Ein besonderes Detail: Fortnite selbst wird noch vor dem Early Access auf den UE6-Entwicklungszweig umgestellt. Sämtliche Arbeiten an Epics Flaggschiff laufen ab sofort auf dem neuen Codezweig. Ein klarer strategischer Schritt: Wer den Echtzeitbetrieb des größten Battle Royale Titels auf die neue Engine setzt, testet unter Realbedingungen. Ein heise.de Bericht bestätigt, dass Epic dabei auf Transparenz setzt – der gesamte Entwicklungsprozess ist auf GitHub öffentlich einsehbar.
Das Vertrauensproblem: UE5 hat Spuren hinterlassen
So vielversprechend die technischen Details klingen – Epic hat in den letzten Jahren eine Menge Kredit verspielt. Unreal Engine 5 leidet bis heute unter dokumentierten Problemen mit der Performance. Spiele wie Oblivion Remastered oder STALKER 2 kämpften bei Release mit Rucklern beim Kompilieren von Shadern und instabilem Framepacing. Titel wie The Wolf Among Us 2 setzen zwar auf UE5, aber der Ruf der Engine in Sachen Laufruhe ist angekratzt.

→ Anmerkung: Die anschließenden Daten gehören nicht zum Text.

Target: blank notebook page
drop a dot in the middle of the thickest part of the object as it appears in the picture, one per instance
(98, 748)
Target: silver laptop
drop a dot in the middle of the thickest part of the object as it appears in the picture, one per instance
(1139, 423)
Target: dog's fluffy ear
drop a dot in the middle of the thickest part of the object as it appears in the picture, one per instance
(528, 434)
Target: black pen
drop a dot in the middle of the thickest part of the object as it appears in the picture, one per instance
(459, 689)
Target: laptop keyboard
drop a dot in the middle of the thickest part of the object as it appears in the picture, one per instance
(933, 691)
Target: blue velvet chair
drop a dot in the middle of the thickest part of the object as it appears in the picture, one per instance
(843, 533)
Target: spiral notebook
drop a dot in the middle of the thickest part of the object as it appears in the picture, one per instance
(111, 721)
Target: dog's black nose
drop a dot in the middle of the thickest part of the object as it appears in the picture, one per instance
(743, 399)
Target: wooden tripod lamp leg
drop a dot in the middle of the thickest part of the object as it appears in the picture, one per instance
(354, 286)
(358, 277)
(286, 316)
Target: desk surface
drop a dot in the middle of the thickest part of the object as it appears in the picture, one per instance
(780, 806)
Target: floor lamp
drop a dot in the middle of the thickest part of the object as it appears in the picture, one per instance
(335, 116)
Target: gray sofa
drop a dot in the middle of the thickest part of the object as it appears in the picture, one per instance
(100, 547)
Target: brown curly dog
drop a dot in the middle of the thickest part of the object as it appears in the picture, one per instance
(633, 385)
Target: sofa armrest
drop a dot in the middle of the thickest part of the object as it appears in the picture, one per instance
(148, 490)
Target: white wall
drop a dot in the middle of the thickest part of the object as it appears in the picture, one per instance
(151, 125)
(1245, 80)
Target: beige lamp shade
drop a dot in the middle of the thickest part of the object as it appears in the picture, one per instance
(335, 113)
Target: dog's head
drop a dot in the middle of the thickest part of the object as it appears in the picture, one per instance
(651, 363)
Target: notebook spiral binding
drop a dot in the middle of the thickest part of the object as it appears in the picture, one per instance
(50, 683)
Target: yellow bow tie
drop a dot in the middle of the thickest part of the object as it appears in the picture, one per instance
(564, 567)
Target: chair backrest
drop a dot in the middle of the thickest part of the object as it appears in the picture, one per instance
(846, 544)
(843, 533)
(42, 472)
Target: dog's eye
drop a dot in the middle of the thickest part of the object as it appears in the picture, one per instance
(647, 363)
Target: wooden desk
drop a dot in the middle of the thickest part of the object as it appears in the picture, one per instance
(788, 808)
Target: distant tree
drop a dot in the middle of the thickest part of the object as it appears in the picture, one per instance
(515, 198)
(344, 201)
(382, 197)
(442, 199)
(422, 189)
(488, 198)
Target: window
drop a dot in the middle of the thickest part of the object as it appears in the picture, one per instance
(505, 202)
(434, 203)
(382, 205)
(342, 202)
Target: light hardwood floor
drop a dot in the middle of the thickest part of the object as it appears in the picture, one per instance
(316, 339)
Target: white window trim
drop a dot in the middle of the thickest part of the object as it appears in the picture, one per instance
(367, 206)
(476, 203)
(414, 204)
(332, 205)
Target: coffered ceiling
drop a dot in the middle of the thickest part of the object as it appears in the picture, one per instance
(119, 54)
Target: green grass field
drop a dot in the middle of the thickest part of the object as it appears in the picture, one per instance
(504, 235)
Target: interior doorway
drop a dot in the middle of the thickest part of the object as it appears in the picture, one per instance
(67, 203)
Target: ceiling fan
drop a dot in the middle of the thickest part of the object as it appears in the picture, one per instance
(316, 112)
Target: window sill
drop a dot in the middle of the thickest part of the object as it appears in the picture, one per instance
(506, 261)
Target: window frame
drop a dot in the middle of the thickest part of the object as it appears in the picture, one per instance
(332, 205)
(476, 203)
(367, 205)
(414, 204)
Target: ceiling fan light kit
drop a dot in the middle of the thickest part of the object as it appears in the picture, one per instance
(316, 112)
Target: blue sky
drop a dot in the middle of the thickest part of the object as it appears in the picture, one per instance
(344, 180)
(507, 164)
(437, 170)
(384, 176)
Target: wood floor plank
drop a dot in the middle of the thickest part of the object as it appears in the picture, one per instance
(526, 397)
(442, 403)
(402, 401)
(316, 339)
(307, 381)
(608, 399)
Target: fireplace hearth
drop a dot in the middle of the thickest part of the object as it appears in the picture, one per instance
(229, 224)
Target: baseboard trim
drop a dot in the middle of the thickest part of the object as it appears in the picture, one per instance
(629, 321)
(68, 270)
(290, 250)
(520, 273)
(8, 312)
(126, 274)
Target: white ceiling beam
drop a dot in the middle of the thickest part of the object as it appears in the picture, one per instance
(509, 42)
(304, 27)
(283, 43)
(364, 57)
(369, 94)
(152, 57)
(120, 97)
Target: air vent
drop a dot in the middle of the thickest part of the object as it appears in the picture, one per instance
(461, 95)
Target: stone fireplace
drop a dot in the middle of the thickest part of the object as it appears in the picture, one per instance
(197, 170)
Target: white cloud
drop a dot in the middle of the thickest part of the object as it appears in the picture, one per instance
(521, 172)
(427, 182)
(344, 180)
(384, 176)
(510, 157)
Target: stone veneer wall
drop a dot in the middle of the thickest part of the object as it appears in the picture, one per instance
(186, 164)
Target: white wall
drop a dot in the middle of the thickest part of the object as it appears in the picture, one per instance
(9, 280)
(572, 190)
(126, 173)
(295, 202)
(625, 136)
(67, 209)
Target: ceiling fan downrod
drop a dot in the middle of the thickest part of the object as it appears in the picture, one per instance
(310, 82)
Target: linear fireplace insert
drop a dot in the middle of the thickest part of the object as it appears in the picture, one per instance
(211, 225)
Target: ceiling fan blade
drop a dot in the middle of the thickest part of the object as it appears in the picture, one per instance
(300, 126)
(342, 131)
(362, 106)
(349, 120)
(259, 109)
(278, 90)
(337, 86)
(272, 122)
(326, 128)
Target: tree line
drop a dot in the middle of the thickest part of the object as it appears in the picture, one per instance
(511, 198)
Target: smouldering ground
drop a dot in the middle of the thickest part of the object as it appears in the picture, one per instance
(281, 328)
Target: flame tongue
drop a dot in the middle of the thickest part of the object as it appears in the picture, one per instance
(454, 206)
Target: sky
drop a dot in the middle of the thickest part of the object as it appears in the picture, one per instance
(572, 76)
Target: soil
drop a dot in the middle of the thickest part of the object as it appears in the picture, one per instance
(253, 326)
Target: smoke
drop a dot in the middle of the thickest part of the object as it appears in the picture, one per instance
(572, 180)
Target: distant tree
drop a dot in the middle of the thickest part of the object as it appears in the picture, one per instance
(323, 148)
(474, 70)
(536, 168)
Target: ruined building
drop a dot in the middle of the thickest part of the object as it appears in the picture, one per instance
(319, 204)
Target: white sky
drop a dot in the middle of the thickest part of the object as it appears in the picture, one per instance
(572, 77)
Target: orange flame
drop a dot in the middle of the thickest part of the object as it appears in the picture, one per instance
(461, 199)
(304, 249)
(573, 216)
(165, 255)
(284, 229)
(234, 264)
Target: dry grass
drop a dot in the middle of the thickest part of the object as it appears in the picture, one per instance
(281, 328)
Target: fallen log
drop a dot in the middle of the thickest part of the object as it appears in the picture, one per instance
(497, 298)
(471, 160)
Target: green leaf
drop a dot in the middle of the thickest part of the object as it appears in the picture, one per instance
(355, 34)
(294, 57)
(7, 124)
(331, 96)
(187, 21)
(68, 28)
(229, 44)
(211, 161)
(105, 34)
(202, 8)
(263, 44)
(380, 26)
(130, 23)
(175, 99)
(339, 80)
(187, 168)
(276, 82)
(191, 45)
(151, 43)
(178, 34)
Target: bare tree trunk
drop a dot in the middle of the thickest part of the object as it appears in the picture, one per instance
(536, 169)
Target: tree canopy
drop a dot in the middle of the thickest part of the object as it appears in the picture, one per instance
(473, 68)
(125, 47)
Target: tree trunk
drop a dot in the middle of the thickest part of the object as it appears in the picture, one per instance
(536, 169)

Hinzu kommen die finanziellen und personellen Turbulenzen bei Epic selbst. Die Massenentlassungen bei Epic Games haben gezeigt, dass selbst der milliardenschwere Publisher nicht immun gegen branchenweite Konsolidierung ist. Gleichzeitig stellt sich die Frage, ob Epics Fokus auf Live Service und Metaverse nicht zulasten traditioneller Entwickler geht. Die Unifikation von UEFN und UE5 ist aus Unternehmenssicht logisch – ob sie den Bedürfnissen klassischer Studio-Entwickler entspricht, die keine Fortnite-Anbindung wollen, steht auf einem anderen Blatt.
Kein Zweifel: Unreal Engine 6 ist ambitioniert. Aber Epic muss liefern – nicht nur auf dem Papier. Verse, die verteilte Architektur über mehrere Server hinweg und das MCP klingen nach den richtigen Antworten auf die Fragen, die Entwickler seit Jahren stellen. Die Zeit bis Ende 2027 wird zeigen, ob Epic aus den Fehlern der UE5-Ära gelernt hat.